Efficient ways to traverse and group similar objects from a huge collection

Efficient ways to traverse and group similar objects from a huge collection - java

I am currently working towards on an implementation that basically involves attending to an arraylist of objects, say a 1000, find commonalities in their properties and group them.
For example
ArrayList itemList<CustomJaxbObj> = {Obj1,obj2,....objn} //n can reach to 1000
Object attributes - year of registration, location, amount
Grouping criteria - for objects with same year of reg and location...add the amount
If there are 10 Objects, out of which 8 objects have same loc and year of registration, add amount for all 8 and other 2 whose year of reg and loc match. So at the end of operation I am left with 2 objects. 1 which is a total sum of 8 matched objects and 1 which is a total of 2 matched criteria of objects.
Currently I am using dual traditional loops. Advanced loops are better but they dont offer much control over indices, which I need to perform grouping. It allows me to keep track of which individual entries combined to form a new entry of grouped entries.
for (i = 0; i < objlist.size(); i++) {
for(j = i+1; j< objList.size();j++){
//PErform the check with if/else condition and traverse the whole list
}
}
Although this does the job, looked very inefficient and process heavy. Is there a better way to do this. I have seen other answers which asked me to use Java8 streams, but the operations are complex, hence grouping needs to be done. I have given an example of doing something when there is a match but there is more to it than just adding.
Is there a better approach to this? A better data structure to hold data of this kind which makes searching and grouping easier?
Adding more perspective, apologies for not furnishing this info before.
The arraylist is a collection of jaxb objects from an incoming payload xml.
XML heirarchy
<Item>
<Item1>
<Item-Loc/>
<ItemID>
<Item-YearofReg/>
<Item-Details>
<ItemID/>
<Item-RefurbishMentDate>
<ItemRefurbLoc/>
</Item-Details>
</Item1>
<Item2></Item2>
<Item3></Item3>
....
</Item>
So the Jaxb Object of Item has a list of 900-1000 Items. Each item might have a sub section of ItemDetails which has a refurbishment date.The problem I face is, dual loops work fine when there is no Item Details section, and every item can be traversed and checked. Requirement says if the item has been refurbished, then we overlook its year of reg and instead consider year of refurbishment to match the criteria.
Another point is, Item Details need not belong to same Item in the section, that is Item1's item details can come up in Item2 Item Details section, item id is the field using which we map the correct item to its item details.
This would mean I cannot start making changes unless I have read through the complete list. Something a normal for loop would do it, but it would increase the cyclomatic complexity, which has already increased because of dual loops.
Hence the question, which would need a data structure to first store and analyse the list of objects before performing the grouping.
Apologies for not mentioning this before. My first question in stackoverflow, hence the inexperience.

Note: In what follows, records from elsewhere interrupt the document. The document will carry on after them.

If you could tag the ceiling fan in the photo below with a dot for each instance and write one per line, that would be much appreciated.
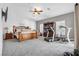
(37, 10)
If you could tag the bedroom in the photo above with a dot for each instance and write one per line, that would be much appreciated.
(23, 17)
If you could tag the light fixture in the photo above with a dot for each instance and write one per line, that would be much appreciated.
(37, 10)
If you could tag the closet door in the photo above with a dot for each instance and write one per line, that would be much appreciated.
(41, 29)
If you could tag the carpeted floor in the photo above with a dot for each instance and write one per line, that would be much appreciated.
(36, 47)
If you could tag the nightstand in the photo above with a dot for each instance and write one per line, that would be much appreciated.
(8, 35)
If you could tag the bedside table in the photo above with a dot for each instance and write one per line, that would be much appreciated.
(8, 35)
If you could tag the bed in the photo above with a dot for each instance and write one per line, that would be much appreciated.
(24, 33)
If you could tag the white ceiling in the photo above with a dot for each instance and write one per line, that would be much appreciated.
(24, 9)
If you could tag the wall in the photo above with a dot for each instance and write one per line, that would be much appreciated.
(17, 16)
(69, 19)
(1, 39)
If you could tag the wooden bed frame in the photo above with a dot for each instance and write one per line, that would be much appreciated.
(28, 35)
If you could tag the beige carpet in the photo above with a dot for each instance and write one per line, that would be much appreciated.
(36, 47)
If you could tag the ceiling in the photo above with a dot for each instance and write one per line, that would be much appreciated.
(49, 9)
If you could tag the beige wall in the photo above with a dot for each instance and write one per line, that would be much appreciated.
(69, 20)
(76, 25)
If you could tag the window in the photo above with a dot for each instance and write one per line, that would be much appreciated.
(58, 30)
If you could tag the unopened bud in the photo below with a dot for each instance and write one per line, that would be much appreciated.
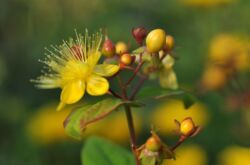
(169, 42)
(155, 40)
(127, 59)
(121, 48)
(108, 48)
(187, 127)
(153, 144)
(139, 34)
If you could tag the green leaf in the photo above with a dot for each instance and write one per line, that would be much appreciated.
(160, 93)
(81, 117)
(98, 151)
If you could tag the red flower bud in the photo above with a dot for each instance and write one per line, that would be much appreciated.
(127, 59)
(139, 34)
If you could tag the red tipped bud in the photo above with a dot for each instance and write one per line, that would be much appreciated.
(188, 128)
(126, 59)
(121, 48)
(153, 143)
(156, 40)
(108, 48)
(139, 34)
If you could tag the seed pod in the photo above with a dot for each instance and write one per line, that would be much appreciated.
(139, 34)
(108, 48)
(121, 48)
(155, 40)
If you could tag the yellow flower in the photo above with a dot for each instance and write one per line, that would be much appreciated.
(190, 154)
(214, 78)
(230, 50)
(233, 155)
(163, 117)
(73, 68)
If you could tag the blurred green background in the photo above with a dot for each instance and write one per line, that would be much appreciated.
(27, 118)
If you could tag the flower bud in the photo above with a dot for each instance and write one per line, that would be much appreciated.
(155, 40)
(139, 34)
(187, 127)
(108, 48)
(153, 144)
(126, 59)
(169, 42)
(77, 52)
(121, 48)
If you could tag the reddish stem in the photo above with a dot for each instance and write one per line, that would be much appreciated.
(179, 142)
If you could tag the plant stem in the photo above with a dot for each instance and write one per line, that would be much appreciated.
(138, 87)
(131, 132)
(179, 142)
(134, 74)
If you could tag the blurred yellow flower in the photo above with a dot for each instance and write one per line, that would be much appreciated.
(163, 117)
(73, 67)
(46, 125)
(206, 3)
(214, 78)
(235, 155)
(228, 50)
(190, 155)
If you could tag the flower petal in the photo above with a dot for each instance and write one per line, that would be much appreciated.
(97, 85)
(72, 92)
(168, 79)
(106, 70)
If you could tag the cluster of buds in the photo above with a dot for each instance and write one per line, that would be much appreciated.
(117, 53)
(155, 150)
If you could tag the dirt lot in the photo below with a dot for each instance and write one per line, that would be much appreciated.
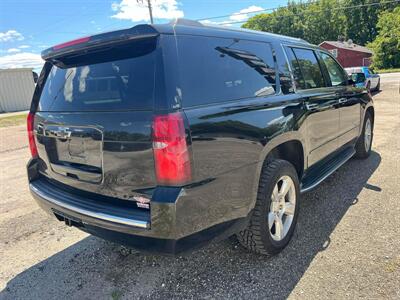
(347, 243)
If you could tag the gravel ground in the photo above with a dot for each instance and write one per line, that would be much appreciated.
(346, 245)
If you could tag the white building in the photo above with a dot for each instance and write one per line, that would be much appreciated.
(16, 89)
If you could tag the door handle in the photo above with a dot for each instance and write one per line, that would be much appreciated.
(312, 106)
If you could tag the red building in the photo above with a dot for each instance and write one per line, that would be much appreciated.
(348, 54)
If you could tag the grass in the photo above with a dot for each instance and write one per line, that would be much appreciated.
(116, 295)
(12, 120)
(381, 71)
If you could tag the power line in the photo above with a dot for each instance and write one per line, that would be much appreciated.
(275, 8)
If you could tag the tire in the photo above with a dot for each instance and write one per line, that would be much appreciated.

Not 100% sure what your end goal is but here is something to get you started. to group by the two properties, you can do something like:
Map<String, Map<Integer, List<MyObjectType>>> map = itemList.stream()
.collect(Collectors.groupingBy(MyObjectType::getLoc,
Collectors.groupingBy(MyObjectType::getYear)));
The solution above assumes getLoc is a type String and getYear is a type Integer, you can then perform further stream operations to get the sum you want.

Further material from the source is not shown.